# Corner Rosettes and Doorway Trim



## Leah Frances (Jan 13, 2008)

Looks good to me! :thumbsup:


----------



## fireguy (May 3, 2007)

Not to hurt your feelings, that looks terrible. 

http://www.corbelsandcarvings.com/appliques-onlays/rosettes-plinth-blocks

http://www.architecturaldepot.com/c/rosettes/

http://www.harttwood.com/

http://www.woodsworksqh.com/servlet/StoreFront

The first 2 sites seem to have the same patterns. 

I did not like anything the 3rd site shows. But none of them look like my rosettes. My rosettes are 120 years old. When I needed to match mine, I had to have a pattern made first. 

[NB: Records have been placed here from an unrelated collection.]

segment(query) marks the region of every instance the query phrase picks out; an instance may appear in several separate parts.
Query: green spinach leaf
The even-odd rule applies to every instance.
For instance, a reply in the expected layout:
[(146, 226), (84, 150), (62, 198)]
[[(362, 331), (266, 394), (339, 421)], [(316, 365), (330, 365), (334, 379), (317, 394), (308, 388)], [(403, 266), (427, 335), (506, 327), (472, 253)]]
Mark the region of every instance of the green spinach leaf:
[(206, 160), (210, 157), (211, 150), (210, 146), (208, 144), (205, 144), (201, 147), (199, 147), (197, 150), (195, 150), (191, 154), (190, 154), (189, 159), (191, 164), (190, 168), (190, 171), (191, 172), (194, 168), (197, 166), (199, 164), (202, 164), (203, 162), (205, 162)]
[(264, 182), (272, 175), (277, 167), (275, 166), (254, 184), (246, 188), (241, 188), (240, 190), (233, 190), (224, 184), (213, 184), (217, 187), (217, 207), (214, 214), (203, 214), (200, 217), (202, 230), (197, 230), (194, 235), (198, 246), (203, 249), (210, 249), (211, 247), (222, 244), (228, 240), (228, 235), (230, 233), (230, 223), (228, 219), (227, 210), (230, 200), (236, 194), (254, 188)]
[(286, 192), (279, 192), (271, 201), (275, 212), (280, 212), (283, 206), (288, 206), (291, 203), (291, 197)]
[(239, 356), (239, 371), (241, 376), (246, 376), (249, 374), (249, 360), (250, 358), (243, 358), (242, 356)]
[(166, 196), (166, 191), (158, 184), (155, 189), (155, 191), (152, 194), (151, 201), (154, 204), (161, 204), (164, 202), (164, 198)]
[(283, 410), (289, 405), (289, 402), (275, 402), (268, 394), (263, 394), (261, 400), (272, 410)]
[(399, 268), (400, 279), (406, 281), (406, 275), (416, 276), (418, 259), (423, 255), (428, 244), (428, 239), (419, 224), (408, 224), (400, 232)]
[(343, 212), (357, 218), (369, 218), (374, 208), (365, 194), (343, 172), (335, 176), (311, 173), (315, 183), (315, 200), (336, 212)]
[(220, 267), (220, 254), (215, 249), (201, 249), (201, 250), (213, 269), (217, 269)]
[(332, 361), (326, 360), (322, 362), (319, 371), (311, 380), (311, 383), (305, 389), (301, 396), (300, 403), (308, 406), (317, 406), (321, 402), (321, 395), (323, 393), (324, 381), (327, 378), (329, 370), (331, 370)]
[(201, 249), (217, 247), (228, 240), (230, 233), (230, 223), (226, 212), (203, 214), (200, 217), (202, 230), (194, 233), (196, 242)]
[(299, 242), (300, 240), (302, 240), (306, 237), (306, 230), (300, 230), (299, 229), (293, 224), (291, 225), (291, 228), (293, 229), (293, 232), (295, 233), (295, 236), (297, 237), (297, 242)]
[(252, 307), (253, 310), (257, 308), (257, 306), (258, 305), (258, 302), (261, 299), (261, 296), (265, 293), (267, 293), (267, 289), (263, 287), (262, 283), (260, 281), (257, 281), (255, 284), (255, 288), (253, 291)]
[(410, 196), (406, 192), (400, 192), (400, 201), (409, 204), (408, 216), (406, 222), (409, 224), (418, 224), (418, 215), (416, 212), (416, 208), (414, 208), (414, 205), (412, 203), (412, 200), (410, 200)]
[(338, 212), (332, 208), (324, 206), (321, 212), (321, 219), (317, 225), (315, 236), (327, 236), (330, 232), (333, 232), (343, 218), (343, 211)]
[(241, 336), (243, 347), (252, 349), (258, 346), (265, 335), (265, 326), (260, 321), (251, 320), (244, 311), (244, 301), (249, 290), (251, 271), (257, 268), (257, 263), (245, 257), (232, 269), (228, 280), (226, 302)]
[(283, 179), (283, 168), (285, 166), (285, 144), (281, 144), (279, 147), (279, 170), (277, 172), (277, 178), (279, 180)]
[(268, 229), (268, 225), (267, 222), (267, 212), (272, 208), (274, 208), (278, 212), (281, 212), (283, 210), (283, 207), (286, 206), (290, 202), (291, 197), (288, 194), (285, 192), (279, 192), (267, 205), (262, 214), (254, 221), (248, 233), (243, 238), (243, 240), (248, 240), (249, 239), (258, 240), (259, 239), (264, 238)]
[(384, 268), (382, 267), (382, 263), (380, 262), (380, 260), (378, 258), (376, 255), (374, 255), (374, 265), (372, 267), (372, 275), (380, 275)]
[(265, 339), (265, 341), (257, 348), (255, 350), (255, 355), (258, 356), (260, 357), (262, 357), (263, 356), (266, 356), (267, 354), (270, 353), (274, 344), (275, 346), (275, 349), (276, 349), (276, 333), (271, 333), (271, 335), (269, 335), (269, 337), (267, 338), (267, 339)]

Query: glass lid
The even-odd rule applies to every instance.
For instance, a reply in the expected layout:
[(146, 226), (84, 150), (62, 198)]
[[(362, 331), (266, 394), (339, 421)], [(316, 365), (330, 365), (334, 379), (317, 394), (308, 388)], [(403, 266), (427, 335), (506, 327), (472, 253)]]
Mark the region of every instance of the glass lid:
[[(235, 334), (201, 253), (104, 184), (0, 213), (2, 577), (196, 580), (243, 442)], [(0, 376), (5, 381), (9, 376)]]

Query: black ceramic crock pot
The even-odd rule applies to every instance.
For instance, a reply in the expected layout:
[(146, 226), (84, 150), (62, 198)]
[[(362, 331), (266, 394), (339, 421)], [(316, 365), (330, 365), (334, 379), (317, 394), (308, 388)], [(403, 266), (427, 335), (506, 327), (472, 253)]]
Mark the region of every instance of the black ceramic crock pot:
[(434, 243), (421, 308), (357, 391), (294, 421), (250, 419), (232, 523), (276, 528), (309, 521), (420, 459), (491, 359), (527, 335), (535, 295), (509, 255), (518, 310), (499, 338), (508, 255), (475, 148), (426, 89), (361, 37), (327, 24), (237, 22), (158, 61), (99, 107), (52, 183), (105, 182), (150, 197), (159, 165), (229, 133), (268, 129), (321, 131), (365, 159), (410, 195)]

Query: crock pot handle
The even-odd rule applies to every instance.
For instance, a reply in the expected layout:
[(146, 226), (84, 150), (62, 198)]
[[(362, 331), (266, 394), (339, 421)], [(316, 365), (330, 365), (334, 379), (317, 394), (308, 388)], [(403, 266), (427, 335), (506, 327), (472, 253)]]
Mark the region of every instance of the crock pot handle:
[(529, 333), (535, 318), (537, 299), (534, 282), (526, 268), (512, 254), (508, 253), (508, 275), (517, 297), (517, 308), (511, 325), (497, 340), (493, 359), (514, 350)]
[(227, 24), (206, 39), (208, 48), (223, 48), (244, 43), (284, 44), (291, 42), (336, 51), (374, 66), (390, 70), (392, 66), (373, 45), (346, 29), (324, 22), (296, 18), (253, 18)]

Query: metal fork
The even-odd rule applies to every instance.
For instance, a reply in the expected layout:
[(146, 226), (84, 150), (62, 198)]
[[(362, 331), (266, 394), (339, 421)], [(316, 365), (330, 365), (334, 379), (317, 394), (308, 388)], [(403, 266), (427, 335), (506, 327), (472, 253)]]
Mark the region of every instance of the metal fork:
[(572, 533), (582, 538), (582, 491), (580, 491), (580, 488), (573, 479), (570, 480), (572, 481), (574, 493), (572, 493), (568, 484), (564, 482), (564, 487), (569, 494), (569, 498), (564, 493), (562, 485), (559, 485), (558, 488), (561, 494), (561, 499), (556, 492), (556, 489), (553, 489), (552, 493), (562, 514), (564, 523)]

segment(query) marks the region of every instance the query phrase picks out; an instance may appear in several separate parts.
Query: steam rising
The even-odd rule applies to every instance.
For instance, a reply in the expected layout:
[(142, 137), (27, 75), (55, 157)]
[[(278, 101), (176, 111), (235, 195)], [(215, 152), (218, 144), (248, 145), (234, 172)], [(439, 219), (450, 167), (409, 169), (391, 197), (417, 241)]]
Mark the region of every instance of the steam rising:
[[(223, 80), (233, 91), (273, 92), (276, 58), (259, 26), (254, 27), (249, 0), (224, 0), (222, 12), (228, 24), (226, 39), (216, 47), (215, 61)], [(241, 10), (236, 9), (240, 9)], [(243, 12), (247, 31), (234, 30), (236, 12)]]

http://s4sindustries.com/rosette.html 

I like those above the best. 

Do a search for rosette and you will find more stuff.

Ok, this guy is my favorite

http://www.garysengraving.com/


----------



## Willie T (Jan 29, 2009)

I'm doing a couple of windows this afternoon for a woman who just loves those plinth blocks with flat, fluted casing. I personally think they........... well it doesn't matter what I think, does it?

As for your installation, I'll point out only three things:

You could have achieved a better look with either larger casing of smaller blocks (they come in all sizes)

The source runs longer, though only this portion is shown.